Bagaimana di negara demokratis bisa terjadi? Kenyataannya bisa. Ketika negara terobsesi perekonomian marcusuar tapi perspektifnya sempit dan terjebak dalam program pragmatik berjangka pendek, demi memenuhi harapan populis yang selalu tidak sabar untuk mendapatkan kepuasan segera, ia justru memberi pijakan oligarki untuk mendaratkan tindakannya (halaman. xv-xvi). Demokrasi dibuat illiberal dan kondisi darurat dijadikan alasannya, yang kemudian disentralisasi menjadi oligarki. Nantinya, apa-apa yang terjadi dalam bentuk kebijakan apa pun (meski menyimpang), dianggap sebagai reaksi alamiah saja, dan oleh sebab itu, masyarakat harus menerimanya dengan lapang. Padahal, meminjam bahasa Fredic Jameson, masyarakat itu telah dimiskinkan secara imajinasi.
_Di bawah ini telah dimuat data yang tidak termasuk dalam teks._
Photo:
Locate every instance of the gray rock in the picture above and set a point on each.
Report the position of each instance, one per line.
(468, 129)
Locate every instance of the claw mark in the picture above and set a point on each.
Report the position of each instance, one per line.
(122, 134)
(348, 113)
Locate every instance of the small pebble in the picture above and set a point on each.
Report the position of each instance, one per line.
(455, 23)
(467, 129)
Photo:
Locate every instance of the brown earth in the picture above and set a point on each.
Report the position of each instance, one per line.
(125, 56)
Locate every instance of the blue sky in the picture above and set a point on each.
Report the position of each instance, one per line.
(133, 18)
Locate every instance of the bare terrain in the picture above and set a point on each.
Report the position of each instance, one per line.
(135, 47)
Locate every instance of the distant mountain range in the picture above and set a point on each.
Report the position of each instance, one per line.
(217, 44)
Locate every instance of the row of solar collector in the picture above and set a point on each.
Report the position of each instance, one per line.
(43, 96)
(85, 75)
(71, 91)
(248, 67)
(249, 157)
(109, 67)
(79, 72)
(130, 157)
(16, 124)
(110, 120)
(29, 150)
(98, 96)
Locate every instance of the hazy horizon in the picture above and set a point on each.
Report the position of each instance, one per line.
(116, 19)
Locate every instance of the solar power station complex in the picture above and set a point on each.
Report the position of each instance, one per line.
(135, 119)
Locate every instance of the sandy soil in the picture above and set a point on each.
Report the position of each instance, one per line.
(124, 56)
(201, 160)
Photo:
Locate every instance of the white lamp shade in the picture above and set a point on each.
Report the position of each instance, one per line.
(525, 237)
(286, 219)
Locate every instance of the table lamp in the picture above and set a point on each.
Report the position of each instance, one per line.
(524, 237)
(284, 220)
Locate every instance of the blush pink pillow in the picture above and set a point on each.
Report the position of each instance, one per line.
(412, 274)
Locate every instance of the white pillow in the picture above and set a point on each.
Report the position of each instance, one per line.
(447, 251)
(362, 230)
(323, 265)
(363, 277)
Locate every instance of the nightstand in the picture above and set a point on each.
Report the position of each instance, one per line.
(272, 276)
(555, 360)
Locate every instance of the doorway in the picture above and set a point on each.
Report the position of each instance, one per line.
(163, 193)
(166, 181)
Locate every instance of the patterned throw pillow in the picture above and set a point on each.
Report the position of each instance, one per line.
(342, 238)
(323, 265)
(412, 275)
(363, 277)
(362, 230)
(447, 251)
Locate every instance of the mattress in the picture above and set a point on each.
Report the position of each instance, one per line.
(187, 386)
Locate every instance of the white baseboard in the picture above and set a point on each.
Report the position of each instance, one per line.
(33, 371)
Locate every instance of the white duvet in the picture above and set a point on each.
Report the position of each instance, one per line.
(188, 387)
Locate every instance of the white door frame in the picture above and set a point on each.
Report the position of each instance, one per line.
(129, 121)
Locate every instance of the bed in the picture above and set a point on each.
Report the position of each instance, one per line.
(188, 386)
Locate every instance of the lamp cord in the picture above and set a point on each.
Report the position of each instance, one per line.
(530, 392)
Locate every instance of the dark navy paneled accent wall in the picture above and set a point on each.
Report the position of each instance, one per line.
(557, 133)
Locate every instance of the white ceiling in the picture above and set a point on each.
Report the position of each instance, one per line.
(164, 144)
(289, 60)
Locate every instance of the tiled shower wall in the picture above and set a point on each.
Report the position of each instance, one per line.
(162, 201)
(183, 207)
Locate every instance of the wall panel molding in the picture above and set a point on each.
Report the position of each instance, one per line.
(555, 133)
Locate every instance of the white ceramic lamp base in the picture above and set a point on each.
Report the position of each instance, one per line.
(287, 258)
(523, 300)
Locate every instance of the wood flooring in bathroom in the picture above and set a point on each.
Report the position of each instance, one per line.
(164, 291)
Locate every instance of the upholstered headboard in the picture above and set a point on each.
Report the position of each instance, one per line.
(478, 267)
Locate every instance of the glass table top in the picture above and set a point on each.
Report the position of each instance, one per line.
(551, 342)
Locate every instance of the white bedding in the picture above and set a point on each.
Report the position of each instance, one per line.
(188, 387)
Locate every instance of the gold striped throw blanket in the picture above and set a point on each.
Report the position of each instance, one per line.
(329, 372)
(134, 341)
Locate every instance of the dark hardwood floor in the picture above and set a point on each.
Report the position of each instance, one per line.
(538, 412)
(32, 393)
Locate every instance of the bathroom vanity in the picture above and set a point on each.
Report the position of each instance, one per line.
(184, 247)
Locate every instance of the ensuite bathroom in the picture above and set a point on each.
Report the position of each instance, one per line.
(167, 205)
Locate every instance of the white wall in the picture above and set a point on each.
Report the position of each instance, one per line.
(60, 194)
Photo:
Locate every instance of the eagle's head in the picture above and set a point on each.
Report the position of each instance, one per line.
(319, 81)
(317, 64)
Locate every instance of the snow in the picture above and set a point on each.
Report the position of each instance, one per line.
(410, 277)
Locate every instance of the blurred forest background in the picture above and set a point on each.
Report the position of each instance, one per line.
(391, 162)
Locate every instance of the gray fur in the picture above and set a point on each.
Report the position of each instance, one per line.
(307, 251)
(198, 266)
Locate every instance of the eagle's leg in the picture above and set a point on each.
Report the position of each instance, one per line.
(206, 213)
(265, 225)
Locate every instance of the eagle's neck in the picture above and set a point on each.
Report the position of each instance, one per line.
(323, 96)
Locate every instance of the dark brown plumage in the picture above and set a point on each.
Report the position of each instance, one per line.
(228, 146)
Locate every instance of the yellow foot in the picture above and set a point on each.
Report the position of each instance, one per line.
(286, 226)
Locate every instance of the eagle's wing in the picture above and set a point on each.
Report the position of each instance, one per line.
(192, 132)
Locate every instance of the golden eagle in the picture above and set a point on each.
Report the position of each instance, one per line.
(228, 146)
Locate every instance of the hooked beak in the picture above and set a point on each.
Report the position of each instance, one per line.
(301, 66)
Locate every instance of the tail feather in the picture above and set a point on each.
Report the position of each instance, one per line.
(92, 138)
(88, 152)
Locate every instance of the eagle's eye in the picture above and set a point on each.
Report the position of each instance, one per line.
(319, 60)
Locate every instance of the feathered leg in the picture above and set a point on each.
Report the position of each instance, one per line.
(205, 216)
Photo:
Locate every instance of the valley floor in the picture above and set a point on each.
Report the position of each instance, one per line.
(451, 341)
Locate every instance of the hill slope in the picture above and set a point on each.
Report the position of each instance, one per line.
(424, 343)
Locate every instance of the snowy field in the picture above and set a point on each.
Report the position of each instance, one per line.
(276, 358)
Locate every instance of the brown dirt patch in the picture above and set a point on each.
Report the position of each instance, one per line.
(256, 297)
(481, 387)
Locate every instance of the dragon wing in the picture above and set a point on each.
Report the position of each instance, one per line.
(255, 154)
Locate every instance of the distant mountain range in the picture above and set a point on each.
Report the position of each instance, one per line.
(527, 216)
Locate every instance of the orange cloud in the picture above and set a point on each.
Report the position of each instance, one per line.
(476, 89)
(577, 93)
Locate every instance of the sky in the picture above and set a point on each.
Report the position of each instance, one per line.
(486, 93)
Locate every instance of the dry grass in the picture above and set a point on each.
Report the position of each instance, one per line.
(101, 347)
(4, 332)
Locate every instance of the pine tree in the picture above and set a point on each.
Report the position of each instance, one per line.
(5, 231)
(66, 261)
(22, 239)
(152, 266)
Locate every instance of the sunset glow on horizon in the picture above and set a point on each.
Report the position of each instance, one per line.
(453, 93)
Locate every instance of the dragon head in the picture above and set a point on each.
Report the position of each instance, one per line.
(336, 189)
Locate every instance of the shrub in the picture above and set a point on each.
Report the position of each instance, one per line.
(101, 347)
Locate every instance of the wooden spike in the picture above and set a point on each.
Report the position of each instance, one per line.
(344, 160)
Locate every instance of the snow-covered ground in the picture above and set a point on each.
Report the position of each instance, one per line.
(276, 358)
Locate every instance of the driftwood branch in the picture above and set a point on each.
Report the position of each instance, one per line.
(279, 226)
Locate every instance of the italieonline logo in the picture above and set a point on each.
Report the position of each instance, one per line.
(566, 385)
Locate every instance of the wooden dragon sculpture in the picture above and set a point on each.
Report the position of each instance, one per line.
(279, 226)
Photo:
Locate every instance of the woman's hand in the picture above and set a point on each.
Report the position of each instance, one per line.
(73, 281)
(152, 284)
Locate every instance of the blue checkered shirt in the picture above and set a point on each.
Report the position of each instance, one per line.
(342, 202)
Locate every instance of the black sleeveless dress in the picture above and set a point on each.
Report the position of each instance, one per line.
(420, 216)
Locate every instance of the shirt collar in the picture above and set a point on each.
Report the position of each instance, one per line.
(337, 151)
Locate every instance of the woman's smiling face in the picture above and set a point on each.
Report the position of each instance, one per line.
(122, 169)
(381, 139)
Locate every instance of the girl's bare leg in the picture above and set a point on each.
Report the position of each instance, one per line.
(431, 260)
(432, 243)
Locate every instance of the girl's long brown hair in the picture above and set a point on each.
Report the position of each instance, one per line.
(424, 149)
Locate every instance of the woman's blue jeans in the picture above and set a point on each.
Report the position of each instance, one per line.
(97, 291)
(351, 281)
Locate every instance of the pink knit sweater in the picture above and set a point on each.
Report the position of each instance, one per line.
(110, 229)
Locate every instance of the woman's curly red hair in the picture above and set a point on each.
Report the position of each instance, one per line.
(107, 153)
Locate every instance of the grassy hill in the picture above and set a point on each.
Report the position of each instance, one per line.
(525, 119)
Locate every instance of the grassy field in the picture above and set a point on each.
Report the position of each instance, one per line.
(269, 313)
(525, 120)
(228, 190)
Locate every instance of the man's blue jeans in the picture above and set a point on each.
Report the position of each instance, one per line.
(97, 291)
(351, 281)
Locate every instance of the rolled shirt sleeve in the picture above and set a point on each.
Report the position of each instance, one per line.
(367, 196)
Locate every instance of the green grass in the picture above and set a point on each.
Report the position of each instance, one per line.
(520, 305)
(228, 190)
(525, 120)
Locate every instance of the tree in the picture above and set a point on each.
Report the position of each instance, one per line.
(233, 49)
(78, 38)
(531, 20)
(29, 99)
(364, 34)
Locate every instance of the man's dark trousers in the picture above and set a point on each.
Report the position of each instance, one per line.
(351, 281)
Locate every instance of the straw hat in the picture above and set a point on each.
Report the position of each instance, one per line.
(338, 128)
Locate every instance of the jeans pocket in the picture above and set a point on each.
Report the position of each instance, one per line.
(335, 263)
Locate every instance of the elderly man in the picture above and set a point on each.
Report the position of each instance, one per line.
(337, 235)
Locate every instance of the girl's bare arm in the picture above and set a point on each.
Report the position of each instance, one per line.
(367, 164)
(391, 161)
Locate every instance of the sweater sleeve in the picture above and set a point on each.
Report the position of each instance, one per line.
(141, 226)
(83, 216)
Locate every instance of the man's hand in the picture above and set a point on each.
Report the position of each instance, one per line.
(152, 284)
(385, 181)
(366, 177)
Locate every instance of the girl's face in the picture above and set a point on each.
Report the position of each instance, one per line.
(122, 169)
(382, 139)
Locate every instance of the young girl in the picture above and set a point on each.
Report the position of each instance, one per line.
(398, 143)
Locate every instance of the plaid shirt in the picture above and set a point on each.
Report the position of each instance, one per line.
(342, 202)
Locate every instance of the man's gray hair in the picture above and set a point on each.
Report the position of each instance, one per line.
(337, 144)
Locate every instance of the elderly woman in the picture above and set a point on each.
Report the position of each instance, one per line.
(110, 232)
Lantas, adakah jalan untuk mengatasi oligarki. Praktik oligarki memerlukan langkah serius untuk ditumbangkan. Sebagaimana analisis Robertus Robet dalam tulisan Oligarki, Politik, dan “Res Republica di buku ini, harus ada radikaliasasi politik demokratis dan mengupayakan perubahan redistribusi kekayaan dan kekuatan sosial progresif serta penguatan hukum yang adil. Tanpa itu oligarki tak bisa dibendung dan kemungkinan perlawanan terhadapnya berakhir pada kebuntuan. Pengorganisasian kekuatan rakyat serta mengingatkan betapa pentingnya kewajiban moral publik untuk berperan aktif menumpas oligarki sangat diperlukan. Bukan hanya sebagai penerapan koseptual, tetapi untuk mencapai titik puncak konklusif permasalahan.
Membaca buku ini, seperti membaca Indonesia. Selain aspek kritis yang diajukan, kelebihan buku ini terletak pada ketajaman analisis penulisnya mengurai tesis oligarki. Filosofi mendasar tesis oligarki dibaca lebih kritis dalam berbagai perspektif. Selain itu juga aktual melihat gejala sosial kaitannya dengan transisi politik Indonesia. Maka, tidak berlebihan jika buku ini dijadikan media mengidentifikasi problem rakyat-negara dari kangkangan oligarkis. Sekaligus sebagai pertimbangan etis dalam setiap putusan-putusan (politis) negara. []
————–
Agus Wedi, bergiat di Bilik Literasi Solo dan pengelola Serambi Kata.